New mechanism discovered in meiosis
Inactivated, but still active – how modification of an enzyme governs critical processes in sexual reproduction
The Research Group headed by molecular biologist Andrea Pichler from the Max Planck Institute of Immunobiology and Epigenetics in Freiburg has made an important discovery in meiosis research. Pichler and her group have identified a new mechanism that plays an important role in meiosis. Meiosis, also called reductional division, is a key process in sexual reproduction. It shuffles parental genetic material and thus guarantees genetic variety.
In order to control various biological processes, cells are able to selectively alter properties of their proteins, such as their lifespan, activity level, binding partners, or localization of the proteins. This is accomplished, for example, by attaching one or more Small Ubiquitin-like Modifier (SUMO) proteins. This takes place in three sequential enzyme-dependent steps. Scientists have assumed that the enzyme for step 2 was solely an intermediate.
As the scientists in Freiburg have now discovered, the step-2 enzyme is itself modified by the SUMO protein and thereby alters how it functions. The surprising effect: the conventional activity of the enzyme is switched off by this change and instead, a new function gained. It works together with the activated, unaltered enzyme in the formation of SUMO chains. If this effect is blocked, there are serious consequences: the protein structure (synaptonemal complex) that forms between the homologous chromosomes can no longer be established.
A tiny amount – less than one percent – of the SUMO-modified step-2 enzyme is sufficient to form a normal protein structure (left image). Researcher Helene Klug from Pichler’s team: “The smallest amount of the altered enzyme together with the unmodified enzyme is sufficient to form an activated complex, which then carries out the meiosis specific SUMO modifications.”
“In the beginning, the results of the biological and biochemical experiments were completely contradictory, although the data were absolutely sound. We were therefore convinced that both sets of observations were correct. Explaining this contradiction led us then to the new mechanism”, according to Pichler, who heads the study. In extensive and complicated biochemical experiments, the researchers were additionally able to reveal, for the first time, how this enzyme complex carries out the formation of SUMO chains.

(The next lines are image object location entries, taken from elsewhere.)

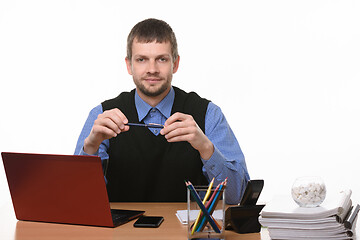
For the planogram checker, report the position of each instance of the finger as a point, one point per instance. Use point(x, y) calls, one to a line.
point(117, 117)
point(107, 123)
point(176, 117)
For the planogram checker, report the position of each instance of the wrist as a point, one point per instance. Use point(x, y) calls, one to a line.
point(207, 150)
point(90, 147)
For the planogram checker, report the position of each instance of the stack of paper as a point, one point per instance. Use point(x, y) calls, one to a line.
point(335, 218)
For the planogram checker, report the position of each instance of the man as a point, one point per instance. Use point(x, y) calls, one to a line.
point(195, 144)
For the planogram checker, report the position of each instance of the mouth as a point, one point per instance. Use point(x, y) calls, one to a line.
point(152, 80)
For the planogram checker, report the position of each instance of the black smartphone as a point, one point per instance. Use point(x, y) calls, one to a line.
point(149, 221)
point(252, 192)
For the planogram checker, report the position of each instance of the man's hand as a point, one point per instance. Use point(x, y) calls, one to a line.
point(107, 125)
point(182, 127)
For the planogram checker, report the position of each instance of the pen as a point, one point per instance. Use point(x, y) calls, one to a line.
point(153, 125)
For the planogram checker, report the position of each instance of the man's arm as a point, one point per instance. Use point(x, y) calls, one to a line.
point(85, 132)
point(223, 158)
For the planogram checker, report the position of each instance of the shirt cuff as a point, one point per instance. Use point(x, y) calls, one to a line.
point(82, 152)
point(215, 164)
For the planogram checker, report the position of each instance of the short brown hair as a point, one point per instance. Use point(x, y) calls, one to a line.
point(150, 30)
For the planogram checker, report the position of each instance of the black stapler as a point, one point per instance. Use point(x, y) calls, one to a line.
point(244, 217)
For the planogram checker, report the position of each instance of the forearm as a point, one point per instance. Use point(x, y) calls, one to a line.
point(219, 167)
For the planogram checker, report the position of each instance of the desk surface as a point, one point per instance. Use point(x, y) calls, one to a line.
point(171, 228)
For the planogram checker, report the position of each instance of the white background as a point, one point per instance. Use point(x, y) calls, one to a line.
point(285, 73)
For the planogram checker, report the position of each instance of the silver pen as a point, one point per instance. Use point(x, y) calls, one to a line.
point(151, 125)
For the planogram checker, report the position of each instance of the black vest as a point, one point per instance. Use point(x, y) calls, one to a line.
point(146, 168)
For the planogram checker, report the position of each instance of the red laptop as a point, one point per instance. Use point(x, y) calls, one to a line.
point(61, 189)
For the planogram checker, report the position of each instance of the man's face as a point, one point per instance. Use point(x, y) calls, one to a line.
point(152, 67)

After fifty years of research on the synaptonemal complex, these new insights are setting a new course: “This is the first time we can study the loss of the synaptonemal complex with practically no secondary effects and we hope to unveil its secret. That allows us to investigate the consequences for meiosis and thus for development of the gametes”, say Franz Klein and Martin Xaver, collaborators and meiosis researchers at the Max F. Perutz Laboratories in Vienna.
Pichler and her team were already able to demonstrate in 2008 that self-tagging by the step-2 enzyme in mammalian cells has an influence on precisely which proteins are tagged with SUMO. In order to uncover the biological function for this form of regulation, the research team switched to baker’s yeast (Saccharomyces cerevisiae), a simpler organism. “Now that we know where we need to search, we also want to switch back again to the mammalian system and investigate the role of this enzyme regulation more closely there”, says Pichler. “In addition, we want to better understand the function of the discovered baker’s yeast enzyme complex in the meiotic chromosomal structure.”
Scientists at the Max Planck Institute of Immunobiology and Epigenetics (MPI-IE) in Freiburg, founded in 1961, investigate how the immune system has developed over the course of evolution and how it changes during life. The focus on epigenetics was added in 2007. Researchers in this area investigate changes to inheritable characteristics that are not based upon changes to the DNA sequence.